On December 14, 1955, Herman E. Johnson and Katie Lou Johnson brought an action for damages against E. E. Robinson and Arnold Hamner, alleging that they had unlawfully entered on. and cut from desqribed lands approximately 30,000 feet of timber. They prayed for $2,000 as *15actual damages and $500 as punitive damages. Answering the petition, the defendant Robinson averred that he sold to the defendant Hamner on January 5, 1955, standing timber on lands which he owns and which are adjacent to the plaintiffs’ lands; that the lands on which such timber was located were described by reference to recorded deeds; and that he did not participate in any way in the act of cutting and removing the timber therefrom.

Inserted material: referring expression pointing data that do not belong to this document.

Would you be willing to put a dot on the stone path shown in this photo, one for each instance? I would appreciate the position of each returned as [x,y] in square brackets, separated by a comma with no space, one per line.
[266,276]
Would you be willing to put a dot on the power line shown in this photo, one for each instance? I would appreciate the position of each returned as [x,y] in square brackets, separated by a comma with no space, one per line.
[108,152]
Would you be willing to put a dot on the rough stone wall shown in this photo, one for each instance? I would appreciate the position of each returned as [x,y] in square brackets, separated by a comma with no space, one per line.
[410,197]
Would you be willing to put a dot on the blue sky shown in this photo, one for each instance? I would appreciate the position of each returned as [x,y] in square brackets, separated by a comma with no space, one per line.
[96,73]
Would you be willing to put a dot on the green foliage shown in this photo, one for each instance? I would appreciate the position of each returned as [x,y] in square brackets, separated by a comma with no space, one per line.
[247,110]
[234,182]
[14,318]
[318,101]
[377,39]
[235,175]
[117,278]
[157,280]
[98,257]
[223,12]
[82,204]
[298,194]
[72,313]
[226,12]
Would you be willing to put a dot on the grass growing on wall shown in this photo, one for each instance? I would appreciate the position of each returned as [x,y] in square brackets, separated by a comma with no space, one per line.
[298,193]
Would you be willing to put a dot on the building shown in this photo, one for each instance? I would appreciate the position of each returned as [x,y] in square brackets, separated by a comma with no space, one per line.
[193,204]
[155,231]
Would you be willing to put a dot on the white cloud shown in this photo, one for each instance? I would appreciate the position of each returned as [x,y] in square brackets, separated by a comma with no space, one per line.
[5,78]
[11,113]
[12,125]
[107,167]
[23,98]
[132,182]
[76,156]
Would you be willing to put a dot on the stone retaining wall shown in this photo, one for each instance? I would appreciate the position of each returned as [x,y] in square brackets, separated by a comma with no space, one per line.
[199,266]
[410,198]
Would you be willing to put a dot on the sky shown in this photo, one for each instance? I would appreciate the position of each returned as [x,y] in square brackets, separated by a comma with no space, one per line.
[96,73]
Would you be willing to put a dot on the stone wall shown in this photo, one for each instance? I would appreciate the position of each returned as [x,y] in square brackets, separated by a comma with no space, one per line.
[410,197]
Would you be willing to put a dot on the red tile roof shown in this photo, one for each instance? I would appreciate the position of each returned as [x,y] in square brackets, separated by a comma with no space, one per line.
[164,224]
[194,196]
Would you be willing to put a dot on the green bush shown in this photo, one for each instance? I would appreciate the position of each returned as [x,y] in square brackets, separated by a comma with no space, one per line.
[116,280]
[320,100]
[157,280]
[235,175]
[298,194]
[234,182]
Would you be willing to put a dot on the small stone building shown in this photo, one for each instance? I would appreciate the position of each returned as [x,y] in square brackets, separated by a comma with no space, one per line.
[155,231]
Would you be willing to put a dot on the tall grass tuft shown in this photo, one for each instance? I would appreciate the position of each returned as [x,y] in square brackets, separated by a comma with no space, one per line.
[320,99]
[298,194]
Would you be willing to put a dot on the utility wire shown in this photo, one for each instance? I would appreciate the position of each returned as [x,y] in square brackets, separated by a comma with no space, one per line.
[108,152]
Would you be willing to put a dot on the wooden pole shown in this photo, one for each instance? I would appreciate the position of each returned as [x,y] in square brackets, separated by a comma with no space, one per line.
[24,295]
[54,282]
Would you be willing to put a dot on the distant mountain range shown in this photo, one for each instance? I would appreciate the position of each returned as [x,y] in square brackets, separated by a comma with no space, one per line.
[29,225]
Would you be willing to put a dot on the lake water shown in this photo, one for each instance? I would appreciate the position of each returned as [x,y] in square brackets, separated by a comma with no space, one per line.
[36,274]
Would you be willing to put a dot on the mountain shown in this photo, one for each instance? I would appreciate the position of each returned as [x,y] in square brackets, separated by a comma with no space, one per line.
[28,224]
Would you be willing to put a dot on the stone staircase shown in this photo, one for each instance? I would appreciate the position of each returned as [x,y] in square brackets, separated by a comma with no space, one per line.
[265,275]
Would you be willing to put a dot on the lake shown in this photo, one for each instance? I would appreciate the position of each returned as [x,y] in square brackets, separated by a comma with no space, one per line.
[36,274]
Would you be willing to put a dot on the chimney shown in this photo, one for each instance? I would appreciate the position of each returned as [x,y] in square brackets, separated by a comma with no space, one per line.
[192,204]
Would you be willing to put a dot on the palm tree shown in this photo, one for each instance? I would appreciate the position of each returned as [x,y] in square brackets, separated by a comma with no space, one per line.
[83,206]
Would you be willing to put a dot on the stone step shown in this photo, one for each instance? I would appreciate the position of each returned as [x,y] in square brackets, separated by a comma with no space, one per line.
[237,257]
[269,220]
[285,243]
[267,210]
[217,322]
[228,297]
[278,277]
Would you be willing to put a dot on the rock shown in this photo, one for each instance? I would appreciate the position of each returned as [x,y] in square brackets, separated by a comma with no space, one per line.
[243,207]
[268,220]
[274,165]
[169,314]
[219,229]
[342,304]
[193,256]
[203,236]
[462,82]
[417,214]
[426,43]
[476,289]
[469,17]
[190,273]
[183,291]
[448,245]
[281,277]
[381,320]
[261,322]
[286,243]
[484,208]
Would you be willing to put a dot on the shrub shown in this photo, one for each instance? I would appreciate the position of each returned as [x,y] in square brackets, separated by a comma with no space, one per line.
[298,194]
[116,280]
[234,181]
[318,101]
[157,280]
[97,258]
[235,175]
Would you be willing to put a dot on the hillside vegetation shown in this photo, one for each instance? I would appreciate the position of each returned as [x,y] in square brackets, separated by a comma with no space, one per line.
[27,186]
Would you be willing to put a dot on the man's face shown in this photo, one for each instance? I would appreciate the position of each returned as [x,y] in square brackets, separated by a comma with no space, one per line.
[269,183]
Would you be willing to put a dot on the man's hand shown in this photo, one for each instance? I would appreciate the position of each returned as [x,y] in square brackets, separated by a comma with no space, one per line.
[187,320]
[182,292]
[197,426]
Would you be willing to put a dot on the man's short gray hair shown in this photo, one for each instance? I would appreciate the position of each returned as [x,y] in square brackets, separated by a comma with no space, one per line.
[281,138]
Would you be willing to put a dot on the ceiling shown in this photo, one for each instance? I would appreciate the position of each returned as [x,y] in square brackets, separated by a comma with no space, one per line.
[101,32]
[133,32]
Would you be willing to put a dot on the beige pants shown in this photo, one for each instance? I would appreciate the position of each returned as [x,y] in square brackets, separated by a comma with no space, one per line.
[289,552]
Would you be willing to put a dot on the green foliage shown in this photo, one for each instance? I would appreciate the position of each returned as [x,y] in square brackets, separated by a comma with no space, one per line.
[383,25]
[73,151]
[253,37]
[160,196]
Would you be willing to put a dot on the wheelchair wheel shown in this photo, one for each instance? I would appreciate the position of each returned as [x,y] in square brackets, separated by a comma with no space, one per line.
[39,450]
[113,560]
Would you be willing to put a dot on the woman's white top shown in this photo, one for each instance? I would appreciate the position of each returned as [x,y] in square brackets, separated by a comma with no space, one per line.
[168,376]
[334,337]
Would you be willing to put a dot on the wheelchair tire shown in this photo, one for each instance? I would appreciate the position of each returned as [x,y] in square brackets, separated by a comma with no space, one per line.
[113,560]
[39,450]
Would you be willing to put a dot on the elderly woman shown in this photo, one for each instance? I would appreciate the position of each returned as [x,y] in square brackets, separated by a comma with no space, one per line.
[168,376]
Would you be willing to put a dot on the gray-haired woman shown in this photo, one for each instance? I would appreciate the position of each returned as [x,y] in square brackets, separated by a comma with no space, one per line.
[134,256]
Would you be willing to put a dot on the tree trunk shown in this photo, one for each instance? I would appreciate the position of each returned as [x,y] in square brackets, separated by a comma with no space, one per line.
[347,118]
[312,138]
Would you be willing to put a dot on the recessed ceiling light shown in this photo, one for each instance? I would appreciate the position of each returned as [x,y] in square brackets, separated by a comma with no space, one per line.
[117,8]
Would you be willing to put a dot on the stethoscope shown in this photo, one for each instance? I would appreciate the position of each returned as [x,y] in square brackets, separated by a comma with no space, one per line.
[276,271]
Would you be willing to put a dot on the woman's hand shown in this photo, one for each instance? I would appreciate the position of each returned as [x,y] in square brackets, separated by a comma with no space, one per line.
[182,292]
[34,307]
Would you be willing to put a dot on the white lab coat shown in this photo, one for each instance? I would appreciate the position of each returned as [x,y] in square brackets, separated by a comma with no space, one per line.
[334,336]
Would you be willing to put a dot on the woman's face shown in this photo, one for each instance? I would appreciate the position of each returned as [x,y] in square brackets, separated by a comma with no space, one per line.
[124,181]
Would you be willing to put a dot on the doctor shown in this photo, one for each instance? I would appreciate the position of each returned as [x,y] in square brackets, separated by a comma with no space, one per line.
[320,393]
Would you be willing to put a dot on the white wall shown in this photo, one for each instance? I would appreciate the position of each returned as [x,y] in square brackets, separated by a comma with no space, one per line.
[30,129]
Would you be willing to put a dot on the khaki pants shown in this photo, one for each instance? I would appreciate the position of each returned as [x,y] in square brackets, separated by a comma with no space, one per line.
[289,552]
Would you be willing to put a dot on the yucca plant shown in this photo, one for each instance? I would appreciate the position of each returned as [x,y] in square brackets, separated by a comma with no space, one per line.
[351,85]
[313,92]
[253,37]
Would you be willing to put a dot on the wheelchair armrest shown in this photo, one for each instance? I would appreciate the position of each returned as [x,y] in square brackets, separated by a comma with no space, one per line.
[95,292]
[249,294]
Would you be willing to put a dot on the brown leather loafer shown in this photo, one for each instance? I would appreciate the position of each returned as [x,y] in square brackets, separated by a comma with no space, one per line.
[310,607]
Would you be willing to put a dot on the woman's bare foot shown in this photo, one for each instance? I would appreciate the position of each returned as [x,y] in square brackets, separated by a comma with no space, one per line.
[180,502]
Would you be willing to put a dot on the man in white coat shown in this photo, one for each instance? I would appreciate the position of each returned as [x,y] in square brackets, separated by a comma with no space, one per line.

The defendant Hamner by his answer averred that he had not knowingly cut and removed any timber from the plaintiffs’ lands; that the exact location of the dividing line between the plaintiffs’ lands and the defendant Robinson’s lands was unknown to him; that he, after his purchase of the timber, had a survey made for the purpose of ascertaining the location of such line, since the plaintiffs and the defendant Robinson would neither have it located by survey nor point it out to him, though they were well informed as to its location; that he immediately stopped cutting timber when the plaintiffs advised him that they “thought” he was over the line and on their lands. On December 1, 1958, the plaintiffs dismissed their suit as. to the defendant Robinson, and he was stricken as a party thereto. Thereafter the defendant Hamner by an amendment to his answer, which he denominated as a cross-action and motion, sought to make E. E. Robinson a party defendant to the cause and to recover a judgment against him for $2,000 as and for the value of timber which he allegedly purchased from him, but did not get because of a controversy as to the location' of the dividing line between Robinson’s lands and those of the plaintiffs. On demurrer and objections thereto by Robinson, the amendment was disallowed and the court refused to make him a party to the cause. The exception is to that judgment only.
Submitted April 13, 1959
Decided May 8, 1959.
Since the original petition and disallowed amendment and the so-called cross-action and motion seek only legal relief, namely a money judgment for damages, the Court of Appeals and not this Court has jurisdiction of the writ of error. See Code (Ann.) §§ 2-3704 and 2-3708. Accordingly, the case is transferred to that court for decision.

Transferred to the Court of Appeals.

All the Justices concur.

J. Ray Merritt, for plaintiff in error.
Wheeler, Robinson & Thurmond, Emory Robinson, Joseph E. Cheeley, contra.